The Department of Transportation’s most recent Mobility Report found that traffic speeds in Manhattan’s Central Business District (south of 60th Street) slowed 12 percent between 2010 and 2015, while bus speeds citywide fell 2 percent over that same period, suggesting, in both cases, that congestion is on the rise. On the other hand, 45,000 fewer vehicles per weekday entered the CBD in 2015 compared to 2010. And a January 2016 study by the Mayor’s office concluded that ride apps, in fact, haven’t increased CBD congestion, as they are typically substitutes for, not additions to, traditional yellow cab fares.
For his part, Mr. McKemie said “traffic isn’t much of an issue.” He typically makes it from his apartment to his office in Midtown East in around 15 minutes. He said that he optimized his car commute by specifically looking for apartments near an FDR onramp.
Perhaps a bigger concern, for those who’ve come to depend on them anyway, is how long ride app companies will be able to keep the good times rolling.
At current prices, the business is wildly unprofitable, surviving only because a bunch of Silicon Valley investors have decided it’s a good long-term play to massively subsidize the transportation of barhopping young urbanites. (Thank you Public Investment Fund of Saudi Arabia!) In a recent post on Naked Capitalism, transportation consultant Hubert Horan noted that revenue figures provided by Uber to investors indicate passengers are “paying only 41 percent of the actual cost of their trips.” Last year the company lost $2 billion on revenues of $1.4 billion, which, to put it mildly, does not a thriving business make.
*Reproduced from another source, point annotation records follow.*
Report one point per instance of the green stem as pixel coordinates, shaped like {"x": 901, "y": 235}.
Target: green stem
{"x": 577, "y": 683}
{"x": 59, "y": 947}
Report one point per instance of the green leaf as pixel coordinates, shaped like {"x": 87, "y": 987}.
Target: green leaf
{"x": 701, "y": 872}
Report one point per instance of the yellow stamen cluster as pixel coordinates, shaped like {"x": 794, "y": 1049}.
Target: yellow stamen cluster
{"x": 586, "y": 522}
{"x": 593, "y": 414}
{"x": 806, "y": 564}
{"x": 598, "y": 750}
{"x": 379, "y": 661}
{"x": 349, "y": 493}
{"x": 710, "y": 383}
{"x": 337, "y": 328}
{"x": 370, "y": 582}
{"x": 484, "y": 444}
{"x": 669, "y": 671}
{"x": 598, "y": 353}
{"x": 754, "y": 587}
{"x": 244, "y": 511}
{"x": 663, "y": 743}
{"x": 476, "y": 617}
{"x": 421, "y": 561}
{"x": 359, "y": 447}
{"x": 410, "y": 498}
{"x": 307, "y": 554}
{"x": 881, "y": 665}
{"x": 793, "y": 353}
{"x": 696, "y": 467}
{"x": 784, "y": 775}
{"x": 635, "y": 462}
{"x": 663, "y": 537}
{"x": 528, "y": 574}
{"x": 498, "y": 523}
Eventually, prices will go up, expenses will come down (self-driving cars for the win!), or one day in the not-so-distant future we’ll all be sitting around recalling those few crazy years when you could get a cab ride across the city for the same price as a mediocre latte. It’ll be like the way people in 2003 used to talk about Kozmo.com. Remember Kozmo.com? No? Exactly.
But while you might not want to make any long-term housing plays based on the presumption that massively underpriced car apps are here to stay, you might as well enjoy them while they last.
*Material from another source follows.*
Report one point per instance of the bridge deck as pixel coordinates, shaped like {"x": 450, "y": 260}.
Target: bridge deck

“It has really opened up transportation in areas where it used to be difficult,” said Zachary Elias, listings manager and associate broker at DJK Residential. Mr. Elias lives in the Washington Heights, Hudson Heights area, which, he said, has become a ride app “hot bed.”
“My two-year-old daughter said Uber yesterday,” he said. “We were taking one home and she said, ‘We’re in an Uber.’ Seriously, no joke. My two-and-a-half-year-old daughter said Uber.”